TENS (Transkutane Elektrische NervenStimulation) Dieses Verfahren wird insbesondere in der Schmerzbehandlung aber auch zur Muskelstimulation eingesetzt. Dabei werden über Elektroden elektronische Strömungen verabreicht. Die Stimulation und Entspannung der Muskeln kann förderlich für die MFT wirken.

NOVAFON Bei dem NOVAFON handelt es sich um ein Schallwellengerät, welches durch tiefgehende mechanische Vibrationen die Muskelaktivität erhöhen und die Informationsweiterleitung an das Gehirn anzuregen soll. Es wird daher häufig in der MFT eingesetzt.

Faceformer Bei dem Faceformer handelt es sich um ein medizinisch zugelassenes Trainingsgerät, welches in den 1980er Jahren von dem Ehepaar Berndsen entwickelt wurde (vgl. Berndsen & Berndsen 2016b). Im Gegensatz zu vielen anderen eingesetzten Hilfsmitteln bewirkt der FaceFormer nicht nur im unmittelbaren Zeitpunkt der Anwendung seine Wirkung, sondern soll darüber hinaus durch den wiederholten, langfristigen Einsatz zu einem anhaltenden Therapieerfolg beitragen (vgl. Berndsen & Berndsen 2016c). So können durch das Myofunktionelle Training mit dem FaceFormer die orofazialen Muskeln harmonisiert und dabei Muskelketten aktiviert werden, die für eine bessere Körperhaltung im Bereich der oberen Halswirbelsäule bis hin zur Lenden-Becken-Hüft-Region verantwortlich sind (vgl. Ohlendorf & Herget 2010a). Darüber hinaus kam eine an der Universität in Frankfurt durchgeführte Pilotstudie aus dem Jahr 2009 zu dem Ergebnis, dass mit der FaceFormer-Therapie innerhalb von sechs Monaten eindeutige Verbesserungen der Körperhaltung und eine Korrektur der Beckenlage erzielt werden konnten (vgl. Ohlendorf & Herget 2010b). Der FaceFormer kann daher als hilfreiches, aber nicht zwingend notwendiges Hilfsmittel bei der Behandlung einer MFS eingesetzt werden.

Weblinks

Berndsen, K. & Berndsen, S. (2016b). FaceFormer. Im Internet publiziertes Dokument: http://www.faceformer.de/home/about/ [24.08.2016].

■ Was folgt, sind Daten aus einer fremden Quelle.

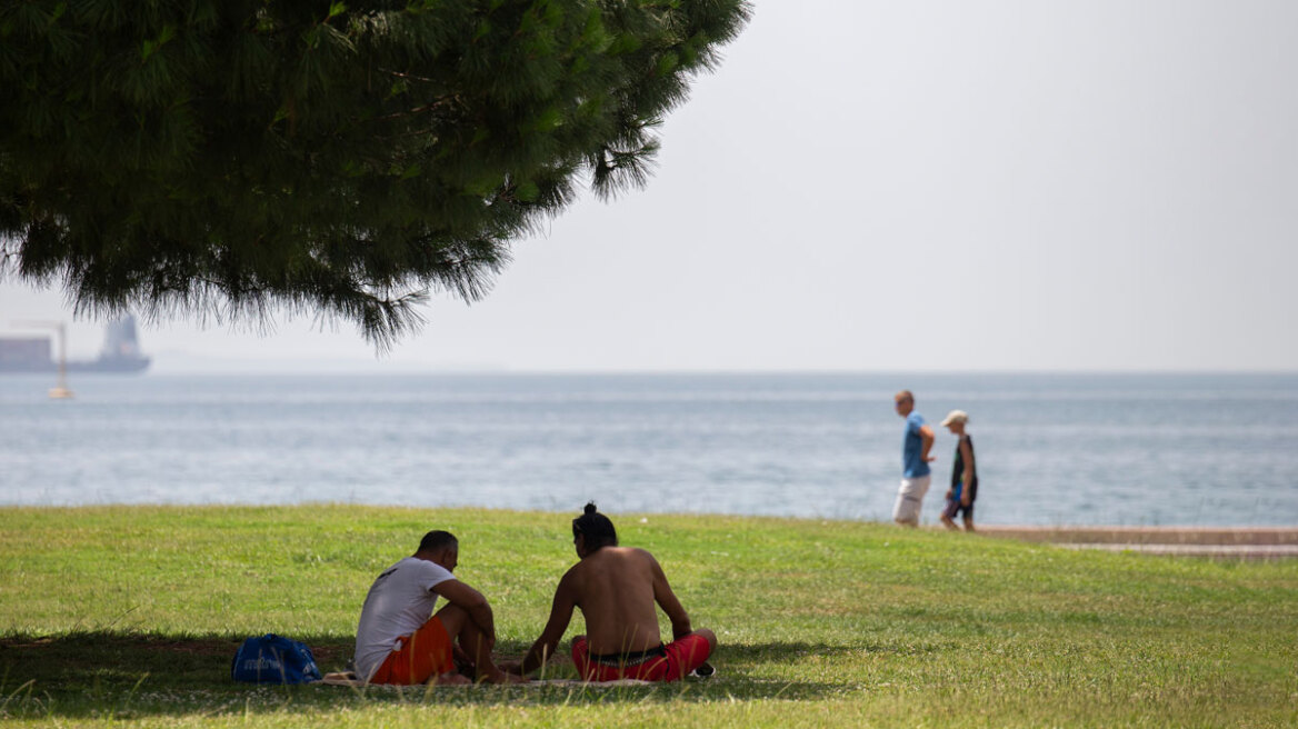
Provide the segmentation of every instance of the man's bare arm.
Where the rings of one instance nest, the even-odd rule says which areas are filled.
[[[462,607],[469,614],[469,619],[478,625],[478,629],[487,636],[488,641],[496,642],[496,619],[492,616],[491,604],[482,593],[461,582],[459,580],[447,580],[432,586],[432,592],[447,598],[447,602]]]
[[[658,560],[649,555],[649,566],[653,569],[653,599],[658,603],[658,607],[667,614],[667,619],[671,620],[671,638],[680,639],[688,636],[692,630],[689,627],[689,614],[676,599],[676,593],[671,592],[671,585],[667,584],[667,573],[662,571]]]
[[[559,645],[559,639],[563,638],[563,632],[567,630],[569,623],[572,620],[572,608],[576,606],[575,590],[572,589],[571,580],[565,575],[559,580],[558,589],[554,590],[554,602],[550,604],[550,619],[545,621],[545,629],[541,630],[541,637],[536,638],[532,643],[531,650],[523,656],[523,663],[519,667],[519,673],[524,676],[540,668],[552,655]]]

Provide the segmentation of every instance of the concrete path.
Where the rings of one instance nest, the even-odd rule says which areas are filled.
[[[1298,558],[1298,527],[979,527],[988,537],[1216,559]]]

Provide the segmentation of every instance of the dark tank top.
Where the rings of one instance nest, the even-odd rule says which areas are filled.
[[[964,440],[970,444],[970,471],[974,471],[974,483],[970,485],[972,493],[977,492],[977,458],[974,457],[974,438],[964,436]],[[964,454],[961,453],[959,444],[955,444],[955,466],[951,467],[951,488],[961,483],[961,476],[964,475]]]

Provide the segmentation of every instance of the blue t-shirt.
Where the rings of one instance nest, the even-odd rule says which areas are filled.
[[[911,412],[906,416],[906,438],[901,442],[901,466],[903,479],[918,479],[928,475],[928,463],[920,458],[924,450],[924,438],[919,429],[924,427],[924,416]]]

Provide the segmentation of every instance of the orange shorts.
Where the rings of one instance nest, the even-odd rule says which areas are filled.
[[[450,636],[436,615],[414,633],[397,639],[400,646],[374,672],[371,684],[427,684],[428,678],[456,669]]]
[[[657,650],[624,656],[592,656],[587,639],[572,641],[572,663],[587,681],[679,681],[707,660],[707,638],[691,633]]]

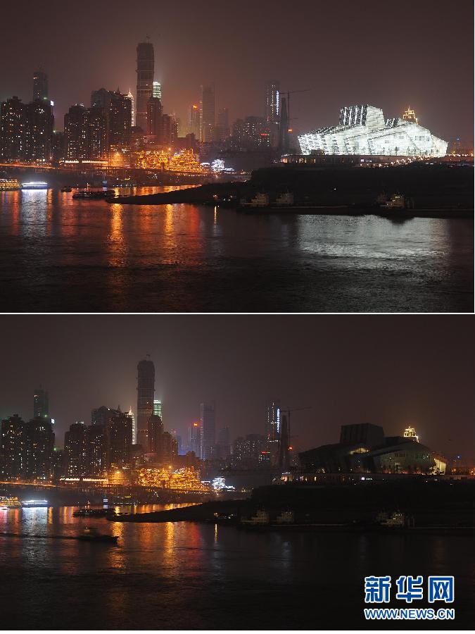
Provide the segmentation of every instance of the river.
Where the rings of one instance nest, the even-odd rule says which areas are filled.
[[[0,192],[8,311],[471,311],[473,244],[464,219],[253,216]]]
[[[362,616],[369,575],[454,575],[455,620],[417,628],[474,623],[469,535],[256,533],[109,523],[74,518],[73,510],[0,511],[0,533],[74,535],[95,526],[119,537],[111,546],[0,535],[4,628],[381,629]]]

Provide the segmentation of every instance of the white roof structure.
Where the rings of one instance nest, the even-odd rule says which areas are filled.
[[[438,139],[416,121],[384,119],[381,108],[346,106],[338,125],[319,128],[300,135],[302,154],[445,156],[446,141]]]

Berndsen, K. & Berndsen, S. (2016c). FaceFormer. Im Internet publiziertes Dokument: http://www.faceformer.de/faceformer/ [24.08.2016].

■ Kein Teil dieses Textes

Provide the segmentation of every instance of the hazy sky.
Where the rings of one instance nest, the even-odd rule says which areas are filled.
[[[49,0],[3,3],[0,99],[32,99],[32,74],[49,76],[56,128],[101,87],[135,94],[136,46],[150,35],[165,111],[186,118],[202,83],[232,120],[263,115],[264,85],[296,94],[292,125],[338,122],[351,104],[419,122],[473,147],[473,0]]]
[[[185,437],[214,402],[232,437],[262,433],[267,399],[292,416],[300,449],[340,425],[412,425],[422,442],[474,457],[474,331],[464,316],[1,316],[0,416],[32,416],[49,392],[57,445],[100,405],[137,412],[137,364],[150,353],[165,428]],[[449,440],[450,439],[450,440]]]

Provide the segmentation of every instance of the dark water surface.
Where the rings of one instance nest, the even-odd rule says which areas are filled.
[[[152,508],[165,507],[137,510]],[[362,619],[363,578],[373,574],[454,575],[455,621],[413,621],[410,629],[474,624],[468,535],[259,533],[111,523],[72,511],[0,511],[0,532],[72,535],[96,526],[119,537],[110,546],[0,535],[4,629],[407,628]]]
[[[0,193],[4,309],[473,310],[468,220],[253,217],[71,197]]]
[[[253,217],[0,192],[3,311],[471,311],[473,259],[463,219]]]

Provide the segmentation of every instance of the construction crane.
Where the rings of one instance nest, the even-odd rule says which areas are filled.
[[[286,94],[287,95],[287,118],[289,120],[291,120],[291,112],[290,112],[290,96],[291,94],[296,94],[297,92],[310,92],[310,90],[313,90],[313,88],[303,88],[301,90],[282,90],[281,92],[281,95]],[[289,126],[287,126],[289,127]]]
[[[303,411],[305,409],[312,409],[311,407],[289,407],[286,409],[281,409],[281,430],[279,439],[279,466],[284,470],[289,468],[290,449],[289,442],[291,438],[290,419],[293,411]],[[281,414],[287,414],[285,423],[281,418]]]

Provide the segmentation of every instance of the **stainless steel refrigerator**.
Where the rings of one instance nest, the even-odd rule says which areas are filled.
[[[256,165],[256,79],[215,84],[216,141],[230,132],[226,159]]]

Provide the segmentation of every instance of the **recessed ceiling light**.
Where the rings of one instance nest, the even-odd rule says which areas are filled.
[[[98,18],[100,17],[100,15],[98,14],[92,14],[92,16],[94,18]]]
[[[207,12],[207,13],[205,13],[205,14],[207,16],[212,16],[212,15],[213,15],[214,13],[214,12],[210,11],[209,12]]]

Ohlendorf, D. & Herget, A. (2010a). Face-Former-Therapie – Teil 1. Im Internet publi- ziertes Dokument: http://www.zmk-aktuell.de/fachgebiete/prothetik/story/face-former-therapie--teil-1__356.html [25.08.2016].

Ohlendorf, D. & Herget, A. (2010b). Face-Former-Therapie – Teil 2. Im Internet publi- ziertes Dokument: http://www.zmk-aktuell.de/fachgebiete/prothetik/story/face-former-therapie--teil-2__3974.html [25.08.2016].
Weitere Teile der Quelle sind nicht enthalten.